Em O Seminário, livro 10: a angústia (10), encontramos, evidentemente, algumas referências essenciais ao infamiliar. Jacques-Alain Miller, que estabeleceu o texto, intitulou o capítulo III: “Do cosmo à Unheimlichkeit”, e o capítulo IV: “Além da angústia de castração”. Jacques-Alain Miller traça a via a seguir nesse último título. Trata-se de um mais além. A angústia é o afeto que não engana, discernindo o surgimento, no mundo da realidade, esparsos, mas escondidos entre os objetos do cotidiano, os objetos a que a provocam (11). Eles escondem tanto a imagem do corpo como os significantes, tanto i(a) como A. Uma das molas de Unheimliche é, portanto, a função -ϕ. A cena do mundo, desertada dos corpos falantes que o animam, é vazia de objetos como também do barulho e do furor da fala, das palavras e dos sons. Silêncio da pulsão. Contudo, permanecemos num campo em que o imaginário, o simbólico e o real continuam enlaçados. Isso permanece habitado. Lacan apresenta uma redução surpreendente em sua fórmula: “Como se sabe, o homem habita e, mesmo não sabendo onde, nem por isso deixa de ter o hábito” (12).

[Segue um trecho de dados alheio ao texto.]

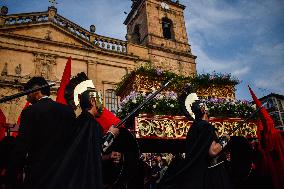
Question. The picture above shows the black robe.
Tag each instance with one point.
(81, 167)
(44, 131)
(193, 172)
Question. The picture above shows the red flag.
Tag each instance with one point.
(64, 81)
(2, 124)
(271, 146)
(107, 119)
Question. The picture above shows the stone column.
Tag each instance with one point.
(92, 71)
(2, 20)
(51, 13)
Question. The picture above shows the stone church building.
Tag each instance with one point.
(39, 44)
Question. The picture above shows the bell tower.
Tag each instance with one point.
(160, 26)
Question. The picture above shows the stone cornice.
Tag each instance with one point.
(182, 53)
(66, 45)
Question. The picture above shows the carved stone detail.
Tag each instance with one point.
(45, 66)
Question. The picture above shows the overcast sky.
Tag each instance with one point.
(242, 37)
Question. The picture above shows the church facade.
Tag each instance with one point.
(39, 44)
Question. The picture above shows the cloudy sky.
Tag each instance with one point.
(242, 37)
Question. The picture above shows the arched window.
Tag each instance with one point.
(111, 100)
(136, 37)
(167, 26)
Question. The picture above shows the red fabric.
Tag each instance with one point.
(64, 81)
(2, 124)
(271, 146)
(107, 119)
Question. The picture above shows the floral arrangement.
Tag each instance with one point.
(229, 108)
(198, 80)
(167, 104)
(215, 78)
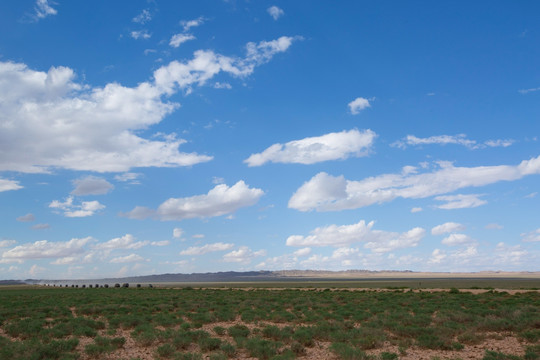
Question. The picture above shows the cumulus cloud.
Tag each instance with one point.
(526, 91)
(26, 218)
(86, 208)
(160, 243)
(345, 235)
(179, 39)
(358, 105)
(332, 146)
(460, 139)
(144, 17)
(177, 233)
(51, 121)
(91, 185)
(456, 239)
(275, 12)
(221, 200)
(460, 201)
(132, 178)
(126, 259)
(141, 34)
(7, 185)
(125, 242)
(437, 256)
(201, 250)
(448, 227)
(533, 236)
(243, 255)
(6, 243)
(43, 9)
(188, 24)
(325, 192)
(44, 249)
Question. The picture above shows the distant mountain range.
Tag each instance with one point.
(285, 275)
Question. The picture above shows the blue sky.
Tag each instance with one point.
(144, 137)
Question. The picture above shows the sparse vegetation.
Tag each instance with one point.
(266, 324)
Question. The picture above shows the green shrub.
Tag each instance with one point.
(165, 351)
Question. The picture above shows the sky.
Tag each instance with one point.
(148, 137)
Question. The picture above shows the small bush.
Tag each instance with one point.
(165, 351)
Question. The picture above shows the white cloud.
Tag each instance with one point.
(192, 23)
(526, 91)
(44, 9)
(219, 85)
(345, 235)
(499, 143)
(144, 17)
(460, 139)
(126, 259)
(121, 243)
(358, 105)
(50, 121)
(177, 233)
(7, 185)
(86, 208)
(160, 243)
(456, 239)
(302, 252)
(26, 218)
(243, 255)
(201, 250)
(221, 200)
(44, 249)
(275, 12)
(533, 236)
(332, 146)
(324, 192)
(179, 39)
(141, 34)
(460, 201)
(447, 227)
(35, 270)
(91, 185)
(132, 178)
(6, 243)
(437, 256)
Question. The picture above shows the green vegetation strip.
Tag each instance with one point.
(50, 323)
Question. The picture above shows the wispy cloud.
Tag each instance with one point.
(43, 9)
(332, 146)
(275, 12)
(345, 235)
(144, 17)
(141, 34)
(460, 201)
(188, 24)
(86, 208)
(201, 250)
(358, 105)
(460, 139)
(526, 91)
(334, 193)
(179, 39)
(221, 200)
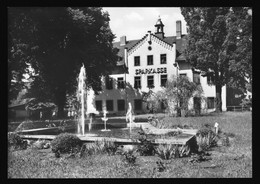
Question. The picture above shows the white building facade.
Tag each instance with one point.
(147, 64)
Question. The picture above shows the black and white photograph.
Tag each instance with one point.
(129, 92)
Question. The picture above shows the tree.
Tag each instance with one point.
(215, 42)
(179, 91)
(57, 42)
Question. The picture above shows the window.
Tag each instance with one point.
(163, 104)
(109, 83)
(137, 60)
(121, 105)
(120, 83)
(183, 75)
(163, 59)
(163, 80)
(110, 106)
(196, 78)
(210, 103)
(138, 104)
(137, 82)
(99, 105)
(210, 78)
(150, 60)
(150, 81)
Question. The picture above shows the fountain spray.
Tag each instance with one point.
(81, 98)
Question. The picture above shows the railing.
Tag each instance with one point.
(239, 108)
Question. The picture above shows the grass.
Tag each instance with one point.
(233, 161)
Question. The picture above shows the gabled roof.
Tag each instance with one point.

Mas às vezes esse enlaçamento vacila. Encontramo-nos então confrontados com o que Roland Barthes chama “um efeito de real”, uma Uberdeutlichkeit, uma claridade bastante intensa segundo o termo utilizado por Freud a propósito do sonho de Signorelli. Mas corrijamos imediatamente esse ponto. Não se trata de um sonho. Trata-se do sono quando, precisamente, ele não é incomodado pelo sonho. Isso dorme de verdade, até mesmo em Nova York. É, portanto, o inconsciente que está confinado. Quando ele não é mais correlato a -ϕ, ao signo do desejo do Outro, o vazio faz “sinal do real” (13), expressão que colhi em um texto de J.-A. Miller sobre a angústia. Para retomar o apólogo de Lacan sobre o encontro com o louva-a-deus, não há mais louva-a-deus.
O efeito de surgimento do real, ali onde estava a realidade, indica a imediatez de um franqueamento que se apreende precisamente nesse afeto que é o Unheimliche. O sujeito é desalojado tanto de seu modo de gozar pulsional como do Outro que desapareceu. Unheimliche dá lugar a Entfremd.
Falas analisantes
Tudo isso é bem teórico, me dirão vocês. E vocês têm razão. Lugar seja dado à fala analisante.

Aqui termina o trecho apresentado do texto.